Trump has said he will mention “executive privilege” to obstruct information demands from the House select committee probe the events of that day, banking on a legal theory that has strongly allowed presidents and their aides to avoid or delay congressional scrutiny for decades, including during the Trump administration.
The Washington Post reported Thursday that the White House wants to fail on the side of disclosure, according to two unnamed sources, and deliver data to the House select committee that is investigating the events of January 6.
Trump has said he will challenge "executive privilege" to block calls from Congress for information about the insurrection.
"The highly partisan, Communist-style 'select committee' has put forth an outrageously broad records request that lacks both legal precedent and legislative merit," Trump spokesman Taylor Budowich told The Post. "Executive privilege will be defended, not just on behalf of President Trump and his administration, but also on behalf of the Office of the President of the United States and the future of our nation."
White House spokesman Michael Gwin told The Post that Biden views the January 6 attack as a "dark stain on our country's history." Biden is "deeply committed to ensuring that something like that can never happen again, and he supports a thorough investigation," Gwin said.
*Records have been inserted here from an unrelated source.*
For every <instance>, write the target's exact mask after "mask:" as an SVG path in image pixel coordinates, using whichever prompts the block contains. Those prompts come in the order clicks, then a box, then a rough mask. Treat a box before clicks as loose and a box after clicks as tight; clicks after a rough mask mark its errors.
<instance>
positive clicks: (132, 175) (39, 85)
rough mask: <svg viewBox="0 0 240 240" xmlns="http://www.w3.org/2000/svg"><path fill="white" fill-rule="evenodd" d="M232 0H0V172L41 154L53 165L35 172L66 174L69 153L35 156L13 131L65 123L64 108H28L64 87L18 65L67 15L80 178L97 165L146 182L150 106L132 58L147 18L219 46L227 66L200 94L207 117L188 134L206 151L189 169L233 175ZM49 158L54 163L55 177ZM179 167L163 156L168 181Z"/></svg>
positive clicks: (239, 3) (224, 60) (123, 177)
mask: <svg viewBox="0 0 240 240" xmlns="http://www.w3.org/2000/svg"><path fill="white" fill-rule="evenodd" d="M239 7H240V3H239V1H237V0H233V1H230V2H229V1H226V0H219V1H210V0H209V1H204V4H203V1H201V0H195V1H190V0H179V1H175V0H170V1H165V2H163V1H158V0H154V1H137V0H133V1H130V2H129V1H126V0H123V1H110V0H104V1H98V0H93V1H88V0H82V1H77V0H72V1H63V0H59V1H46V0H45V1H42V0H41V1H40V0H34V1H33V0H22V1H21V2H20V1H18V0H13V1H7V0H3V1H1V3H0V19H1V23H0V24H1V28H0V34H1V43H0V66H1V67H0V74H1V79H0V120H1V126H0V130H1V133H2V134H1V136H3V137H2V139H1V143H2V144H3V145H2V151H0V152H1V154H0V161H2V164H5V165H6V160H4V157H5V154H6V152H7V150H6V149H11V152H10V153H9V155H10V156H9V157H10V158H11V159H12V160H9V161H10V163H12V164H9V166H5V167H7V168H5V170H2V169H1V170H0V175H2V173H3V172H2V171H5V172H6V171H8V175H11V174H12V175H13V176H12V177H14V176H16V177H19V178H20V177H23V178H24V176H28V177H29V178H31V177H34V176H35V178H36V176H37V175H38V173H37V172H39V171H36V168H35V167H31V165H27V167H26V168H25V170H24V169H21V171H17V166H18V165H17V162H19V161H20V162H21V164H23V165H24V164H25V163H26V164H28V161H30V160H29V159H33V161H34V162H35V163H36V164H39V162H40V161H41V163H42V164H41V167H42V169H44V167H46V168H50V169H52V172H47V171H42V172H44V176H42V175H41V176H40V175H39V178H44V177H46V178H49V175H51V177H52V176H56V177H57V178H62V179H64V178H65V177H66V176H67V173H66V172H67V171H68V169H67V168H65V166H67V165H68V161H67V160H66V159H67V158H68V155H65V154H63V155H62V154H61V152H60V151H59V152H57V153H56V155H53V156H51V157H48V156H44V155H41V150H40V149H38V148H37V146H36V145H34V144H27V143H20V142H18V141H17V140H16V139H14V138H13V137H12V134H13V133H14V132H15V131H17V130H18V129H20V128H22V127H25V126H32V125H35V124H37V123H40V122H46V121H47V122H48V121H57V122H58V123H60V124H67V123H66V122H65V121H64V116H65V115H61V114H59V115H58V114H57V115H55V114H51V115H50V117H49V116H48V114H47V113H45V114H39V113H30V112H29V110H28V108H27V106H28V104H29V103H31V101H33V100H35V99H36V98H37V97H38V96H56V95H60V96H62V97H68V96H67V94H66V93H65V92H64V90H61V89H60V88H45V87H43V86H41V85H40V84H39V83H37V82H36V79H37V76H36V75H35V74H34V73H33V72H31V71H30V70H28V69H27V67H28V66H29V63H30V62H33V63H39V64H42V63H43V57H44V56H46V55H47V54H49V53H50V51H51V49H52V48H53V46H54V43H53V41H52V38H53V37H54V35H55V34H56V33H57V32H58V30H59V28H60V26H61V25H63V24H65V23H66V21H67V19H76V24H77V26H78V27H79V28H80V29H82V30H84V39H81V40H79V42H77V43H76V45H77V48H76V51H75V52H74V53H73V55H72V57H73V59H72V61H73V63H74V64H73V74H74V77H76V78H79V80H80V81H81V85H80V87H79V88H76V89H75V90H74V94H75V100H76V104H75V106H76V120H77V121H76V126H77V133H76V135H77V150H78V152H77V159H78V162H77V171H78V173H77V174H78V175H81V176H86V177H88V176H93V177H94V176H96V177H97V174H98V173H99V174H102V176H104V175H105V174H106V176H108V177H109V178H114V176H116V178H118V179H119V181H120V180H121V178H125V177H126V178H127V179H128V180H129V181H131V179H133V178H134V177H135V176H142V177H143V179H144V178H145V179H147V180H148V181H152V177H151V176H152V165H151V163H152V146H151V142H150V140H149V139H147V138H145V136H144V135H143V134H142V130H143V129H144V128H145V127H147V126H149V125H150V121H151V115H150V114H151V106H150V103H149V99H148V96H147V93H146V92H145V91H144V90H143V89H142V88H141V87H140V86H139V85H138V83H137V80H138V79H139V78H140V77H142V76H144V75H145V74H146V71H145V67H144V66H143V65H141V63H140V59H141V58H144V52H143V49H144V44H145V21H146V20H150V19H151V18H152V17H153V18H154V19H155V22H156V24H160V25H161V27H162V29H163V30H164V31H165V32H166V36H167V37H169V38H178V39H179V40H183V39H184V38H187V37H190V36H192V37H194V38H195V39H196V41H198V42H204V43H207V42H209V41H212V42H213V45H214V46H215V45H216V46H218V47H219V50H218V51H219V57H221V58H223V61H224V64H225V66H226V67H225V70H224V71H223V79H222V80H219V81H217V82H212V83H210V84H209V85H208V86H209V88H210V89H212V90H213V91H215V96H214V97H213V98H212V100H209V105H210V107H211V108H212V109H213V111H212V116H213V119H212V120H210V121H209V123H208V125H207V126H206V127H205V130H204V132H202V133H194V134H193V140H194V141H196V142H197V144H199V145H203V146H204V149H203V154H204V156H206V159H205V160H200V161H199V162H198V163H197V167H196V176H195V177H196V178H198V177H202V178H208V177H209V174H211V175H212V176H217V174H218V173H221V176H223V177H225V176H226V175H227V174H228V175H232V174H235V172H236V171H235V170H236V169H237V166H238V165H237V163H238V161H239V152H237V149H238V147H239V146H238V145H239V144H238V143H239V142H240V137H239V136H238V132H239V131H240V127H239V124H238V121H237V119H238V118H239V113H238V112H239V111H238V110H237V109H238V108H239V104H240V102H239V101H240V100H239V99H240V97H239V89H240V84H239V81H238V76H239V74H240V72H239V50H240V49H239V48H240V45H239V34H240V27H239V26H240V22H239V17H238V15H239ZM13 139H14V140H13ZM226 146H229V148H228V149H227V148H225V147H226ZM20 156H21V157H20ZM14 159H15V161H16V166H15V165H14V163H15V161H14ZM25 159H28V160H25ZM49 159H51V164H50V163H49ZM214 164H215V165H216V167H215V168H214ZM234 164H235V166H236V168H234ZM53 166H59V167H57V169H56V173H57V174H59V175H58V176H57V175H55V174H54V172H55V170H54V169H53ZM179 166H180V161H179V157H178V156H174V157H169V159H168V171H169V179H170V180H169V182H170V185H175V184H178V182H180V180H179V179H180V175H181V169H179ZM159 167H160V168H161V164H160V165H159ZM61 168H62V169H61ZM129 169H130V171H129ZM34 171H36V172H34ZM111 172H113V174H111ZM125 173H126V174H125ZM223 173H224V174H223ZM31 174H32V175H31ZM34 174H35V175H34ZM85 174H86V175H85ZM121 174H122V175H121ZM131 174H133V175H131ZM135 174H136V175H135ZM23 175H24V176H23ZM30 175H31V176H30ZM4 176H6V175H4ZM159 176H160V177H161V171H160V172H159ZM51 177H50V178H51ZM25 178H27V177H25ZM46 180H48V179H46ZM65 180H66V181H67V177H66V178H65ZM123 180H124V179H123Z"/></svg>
"It's not really relevant because there's no president involved - there's no such thing as a former president's executive privilege," Rep. Jamie Raskin, a Maryland Democrat, told The Post.
"That's extremely dilute and not really relevant," Raskin added. Raskin teaches constitutional law.
The House select committee - which House Speaker Nancy Pelosi assembled after Senate Minority Leader Mitch McConnell tanked a bill that would have produced a 9/11-style bipartisan commitment to prob 1/6 - asked the National Archives on August 25 for "all documents and communications within the White House on January 6, 2021, relating in any way" to the Capitol attack.
Included in the request were call logs, schedules and meetings for Trump, droves of White House staffers, Trump's adult children - who arrived alongside him at the "Save America" demonstration on the morning of January 6 - and advisers and allies including Rudy Giuliani, Roger Stone, Steve Bannon and Michael Flynn.